Can Texas keep running the top-12 gauntlet? - The Longhorns have already subdued No. 1 Oklahoma, No. 11 Missouri and No. 7 Oklahoma State in successive weeks and is now set to face No. 7 (BCS) Texas Tech on Saturday. With a win, the Longhorns will become only the second team in college football history to beat a top-12 squad four weeks in a row. Notre Dame did it in 1943. Easier said than done - especially in its first true road test during the streak.
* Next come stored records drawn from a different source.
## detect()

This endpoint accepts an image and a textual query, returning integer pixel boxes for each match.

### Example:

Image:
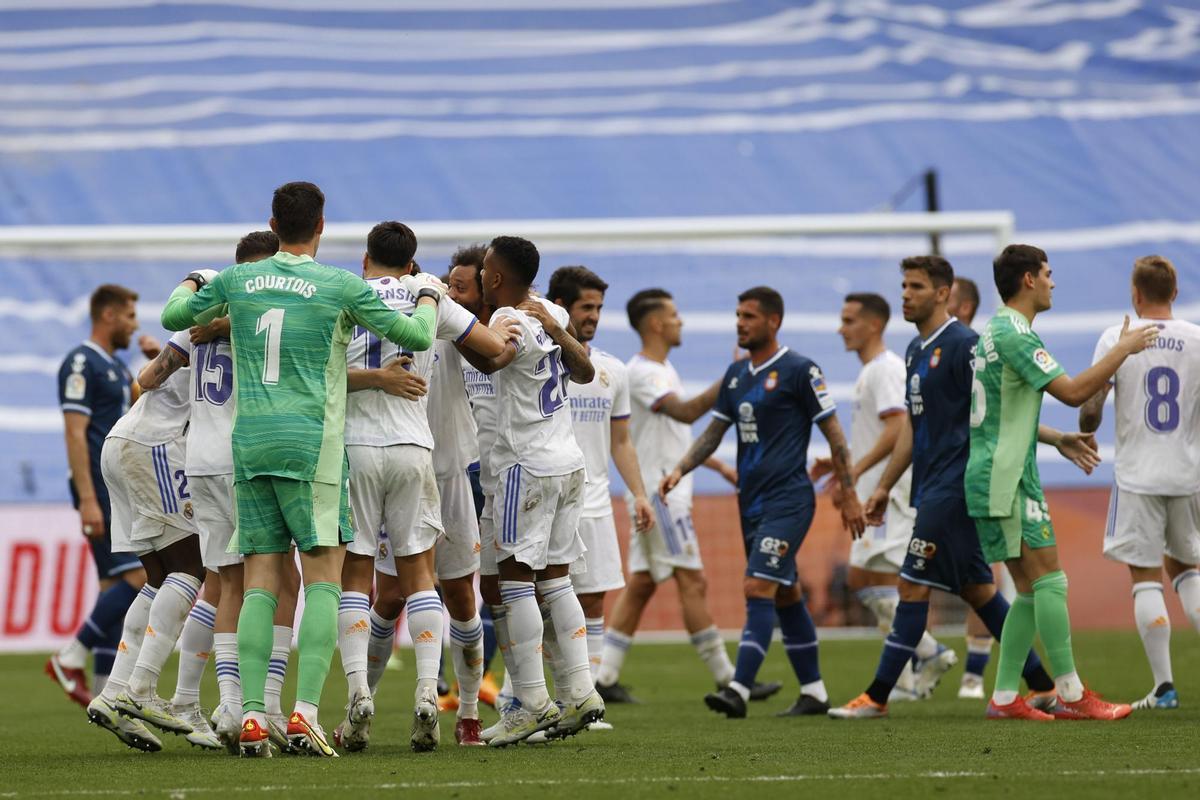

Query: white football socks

[263,625,292,714]
[1172,570,1200,631]
[691,625,733,686]
[404,589,442,692]
[128,572,200,699]
[170,600,217,705]
[500,581,550,714]
[100,584,158,702]
[596,628,633,686]
[367,608,398,694]
[450,614,484,720]
[584,616,604,684]
[337,591,371,698]
[538,603,571,705]
[212,632,241,715]
[1133,581,1174,688]
[536,576,594,703]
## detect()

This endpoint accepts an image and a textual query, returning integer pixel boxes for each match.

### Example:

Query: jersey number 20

[534,348,568,417]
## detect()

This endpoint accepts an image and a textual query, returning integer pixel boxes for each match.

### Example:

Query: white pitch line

[0,766,1200,798]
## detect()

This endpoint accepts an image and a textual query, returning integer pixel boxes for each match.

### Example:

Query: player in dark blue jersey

[659,287,864,717]
[46,284,160,706]
[829,255,1090,720]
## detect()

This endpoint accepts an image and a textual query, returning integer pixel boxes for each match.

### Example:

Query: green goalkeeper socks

[1033,570,1075,678]
[296,583,342,705]
[996,594,1038,693]
[238,589,280,712]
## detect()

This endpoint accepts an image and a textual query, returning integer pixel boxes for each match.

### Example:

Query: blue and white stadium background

[0,0,1200,642]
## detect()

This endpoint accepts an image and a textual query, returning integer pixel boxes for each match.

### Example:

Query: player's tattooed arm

[1045,315,1158,408]
[817,414,866,539]
[455,335,517,375]
[138,345,187,389]
[346,355,428,401]
[654,378,724,425]
[517,299,596,384]
[608,419,654,531]
[1038,424,1103,475]
[659,417,730,497]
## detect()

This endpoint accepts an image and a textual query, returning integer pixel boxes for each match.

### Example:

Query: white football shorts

[191,473,242,572]
[492,464,586,570]
[850,497,917,575]
[571,515,625,595]
[1104,486,1200,569]
[433,470,481,581]
[346,445,442,575]
[100,438,196,555]
[625,493,704,583]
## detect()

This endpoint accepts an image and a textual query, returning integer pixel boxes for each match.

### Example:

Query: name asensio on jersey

[246,275,317,300]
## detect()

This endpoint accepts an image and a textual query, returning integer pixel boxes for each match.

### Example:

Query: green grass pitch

[0,628,1200,800]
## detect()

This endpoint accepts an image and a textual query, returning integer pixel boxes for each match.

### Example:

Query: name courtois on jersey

[246,275,317,300]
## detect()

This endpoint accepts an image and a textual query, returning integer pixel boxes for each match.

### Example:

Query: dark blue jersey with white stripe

[905,317,979,506]
[713,347,836,517]
[59,341,133,506]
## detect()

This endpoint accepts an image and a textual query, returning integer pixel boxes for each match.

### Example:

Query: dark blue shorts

[900,495,994,595]
[67,481,142,581]
[742,505,816,587]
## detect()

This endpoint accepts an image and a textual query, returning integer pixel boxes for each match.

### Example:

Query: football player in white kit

[88,331,221,751]
[596,289,781,703]
[439,245,514,741]
[546,266,654,714]
[463,236,604,746]
[334,222,505,751]
[811,293,956,699]
[1079,255,1200,710]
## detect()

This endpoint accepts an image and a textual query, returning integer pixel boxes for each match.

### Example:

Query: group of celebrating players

[47,182,1200,757]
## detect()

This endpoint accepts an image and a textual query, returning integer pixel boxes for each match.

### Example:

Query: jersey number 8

[1146,367,1180,433]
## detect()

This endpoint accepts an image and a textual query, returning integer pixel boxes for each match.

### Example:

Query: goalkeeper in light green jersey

[162,182,445,756]
[965,245,1158,720]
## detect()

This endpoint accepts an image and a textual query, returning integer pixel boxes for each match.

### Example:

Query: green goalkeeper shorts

[234,475,354,555]
[976,481,1056,564]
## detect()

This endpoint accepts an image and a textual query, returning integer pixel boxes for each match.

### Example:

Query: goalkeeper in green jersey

[965,245,1158,720]
[162,182,445,756]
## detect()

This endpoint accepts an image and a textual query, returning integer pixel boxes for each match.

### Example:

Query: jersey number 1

[254,308,283,386]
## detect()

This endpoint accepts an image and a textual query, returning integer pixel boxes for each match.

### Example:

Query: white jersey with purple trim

[850,350,912,503]
[104,357,192,447]
[570,348,629,518]
[167,330,238,476]
[1092,319,1200,497]
[626,354,692,506]
[481,297,583,477]
[428,339,479,481]
[456,354,497,494]
[346,275,476,450]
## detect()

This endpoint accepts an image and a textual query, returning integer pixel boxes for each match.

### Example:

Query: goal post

[0,211,1015,259]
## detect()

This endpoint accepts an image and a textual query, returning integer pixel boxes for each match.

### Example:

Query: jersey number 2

[1146,367,1180,433]
[534,348,568,417]
[254,308,284,386]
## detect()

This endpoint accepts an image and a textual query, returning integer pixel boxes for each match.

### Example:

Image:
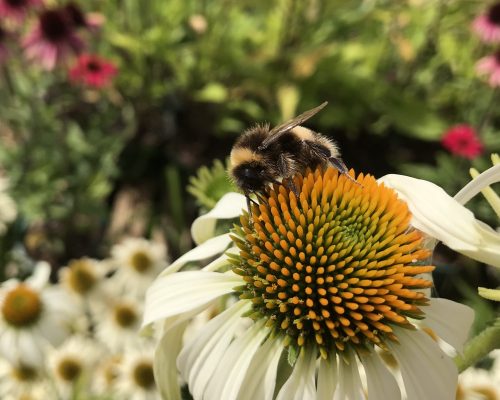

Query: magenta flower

[23,9,84,70]
[0,0,43,21]
[441,124,484,160]
[472,3,500,43]
[0,26,8,64]
[476,50,500,87]
[69,54,118,88]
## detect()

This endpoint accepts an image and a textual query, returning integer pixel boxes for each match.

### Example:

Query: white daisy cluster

[144,167,500,400]
[0,238,167,400]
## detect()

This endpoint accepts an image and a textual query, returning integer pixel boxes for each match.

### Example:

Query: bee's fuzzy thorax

[230,147,262,166]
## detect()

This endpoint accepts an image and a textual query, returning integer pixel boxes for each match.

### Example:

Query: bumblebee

[229,102,349,210]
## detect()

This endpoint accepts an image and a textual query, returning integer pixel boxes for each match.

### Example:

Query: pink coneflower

[441,124,483,160]
[0,0,43,21]
[23,9,84,70]
[69,54,118,88]
[472,3,500,43]
[476,50,500,87]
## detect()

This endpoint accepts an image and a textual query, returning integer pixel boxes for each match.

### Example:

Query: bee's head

[231,161,269,192]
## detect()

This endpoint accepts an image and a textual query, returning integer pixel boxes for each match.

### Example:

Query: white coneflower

[115,344,160,400]
[0,177,17,234]
[92,354,123,398]
[0,360,53,400]
[140,169,500,400]
[456,350,500,400]
[111,238,167,298]
[59,258,108,304]
[48,336,103,399]
[93,297,144,352]
[0,262,80,366]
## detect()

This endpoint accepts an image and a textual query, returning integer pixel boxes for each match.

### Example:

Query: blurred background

[0,0,500,354]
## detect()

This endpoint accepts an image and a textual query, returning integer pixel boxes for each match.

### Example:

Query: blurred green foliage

[0,0,500,278]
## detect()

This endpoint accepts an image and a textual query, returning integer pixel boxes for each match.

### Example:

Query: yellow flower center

[233,168,434,358]
[2,284,42,328]
[130,251,153,274]
[67,259,97,295]
[132,360,155,390]
[57,357,83,382]
[114,304,139,328]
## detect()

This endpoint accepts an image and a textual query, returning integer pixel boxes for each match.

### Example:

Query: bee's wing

[259,101,328,150]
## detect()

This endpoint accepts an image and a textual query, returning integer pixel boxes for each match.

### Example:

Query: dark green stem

[454,317,500,372]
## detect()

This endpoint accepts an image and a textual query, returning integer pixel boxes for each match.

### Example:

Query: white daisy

[0,177,17,234]
[59,258,109,306]
[115,344,160,400]
[144,169,500,400]
[48,336,103,399]
[457,350,500,400]
[93,296,144,353]
[0,262,80,366]
[92,354,123,398]
[0,360,53,400]
[111,238,167,298]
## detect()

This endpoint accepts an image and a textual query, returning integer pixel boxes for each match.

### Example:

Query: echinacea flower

[144,168,492,400]
[48,335,102,399]
[59,258,108,305]
[114,343,160,400]
[472,2,500,43]
[93,296,144,353]
[23,9,84,70]
[441,124,483,160]
[476,51,500,88]
[69,54,118,89]
[0,0,43,21]
[0,359,51,400]
[0,262,80,366]
[111,238,167,298]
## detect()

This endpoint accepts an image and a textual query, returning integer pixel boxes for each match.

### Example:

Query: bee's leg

[245,192,259,215]
[283,178,299,199]
[255,191,267,204]
[328,157,361,185]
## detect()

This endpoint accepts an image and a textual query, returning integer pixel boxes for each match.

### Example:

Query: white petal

[276,349,316,400]
[202,252,235,271]
[387,327,458,400]
[26,261,51,290]
[419,298,474,352]
[143,271,243,326]
[318,354,339,400]
[335,350,365,400]
[360,351,401,400]
[154,321,187,400]
[191,193,246,244]
[238,339,284,400]
[177,301,251,399]
[455,164,500,204]
[204,321,269,400]
[380,175,500,267]
[160,233,232,277]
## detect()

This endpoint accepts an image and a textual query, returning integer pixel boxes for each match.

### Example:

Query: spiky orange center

[233,168,434,357]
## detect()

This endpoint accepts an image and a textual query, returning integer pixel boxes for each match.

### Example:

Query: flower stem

[454,317,500,372]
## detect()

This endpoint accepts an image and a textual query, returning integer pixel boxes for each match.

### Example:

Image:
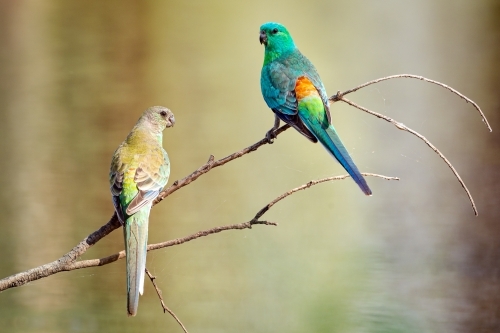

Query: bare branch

[0,125,290,291]
[65,221,277,271]
[340,96,478,216]
[330,74,493,132]
[153,125,290,205]
[252,173,399,221]
[0,74,484,291]
[145,268,188,333]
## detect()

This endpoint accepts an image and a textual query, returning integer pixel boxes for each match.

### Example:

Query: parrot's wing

[261,62,318,142]
[109,146,125,224]
[126,147,170,215]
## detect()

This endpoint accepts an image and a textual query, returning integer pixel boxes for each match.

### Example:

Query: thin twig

[0,125,290,292]
[145,268,189,333]
[330,74,493,132]
[66,221,278,271]
[252,172,399,221]
[153,125,290,205]
[340,96,478,216]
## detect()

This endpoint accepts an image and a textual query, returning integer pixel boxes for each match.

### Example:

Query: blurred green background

[0,0,500,333]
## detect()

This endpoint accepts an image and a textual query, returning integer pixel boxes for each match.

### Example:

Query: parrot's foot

[266,127,277,144]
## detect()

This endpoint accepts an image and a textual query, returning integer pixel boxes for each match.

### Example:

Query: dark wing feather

[110,172,125,224]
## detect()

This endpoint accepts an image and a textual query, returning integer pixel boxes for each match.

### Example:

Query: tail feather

[123,207,150,316]
[299,112,372,195]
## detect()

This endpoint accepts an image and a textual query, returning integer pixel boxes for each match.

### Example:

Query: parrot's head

[139,106,175,132]
[259,22,295,55]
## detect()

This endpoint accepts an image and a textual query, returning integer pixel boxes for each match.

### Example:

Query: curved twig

[339,96,478,216]
[330,74,493,132]
[145,268,188,333]
[0,125,290,292]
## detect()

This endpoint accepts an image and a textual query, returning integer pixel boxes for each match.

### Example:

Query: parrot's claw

[266,127,277,144]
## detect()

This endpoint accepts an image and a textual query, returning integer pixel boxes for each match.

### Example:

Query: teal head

[259,22,295,58]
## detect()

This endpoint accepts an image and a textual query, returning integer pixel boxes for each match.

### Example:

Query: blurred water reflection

[0,0,500,332]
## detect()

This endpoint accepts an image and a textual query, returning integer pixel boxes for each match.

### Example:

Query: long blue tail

Texas Tech's defense on third-down plays - The biggest struggles during Tech's two most recent losses have been stopping Texas' offense in critical plays. Texas clicked on 17 of 27 third-down plays and was 5-for-5 on fourth-down plays against the Red Raiders in those two games. Tech's improving defense has to do a better job Saturday night in order to spark an upset performance.


Colt McCoy Gold!



AP’s Tech-Texas preview

2 comments:

Lancerdfw said...

It should be a tremendous game in Lubbock with lots of historical significance for both sides. In the end I think the Longhorns will simply be too good and they'll pull away in the second half. Can't wait to watch and see what Brent has to say this week as well. I'm sure he'll come through with some more audio gold for BAD Radio.

Jay Beerley said...

One thing we're still not hearing much about with the Cowboys game is special teams. I'm seriously wondering if they would not be better without a coach if they offer up another craptastic performance this week. This is going to be such a key in this game. Maybe this is where Bollinger can play...covering kicks.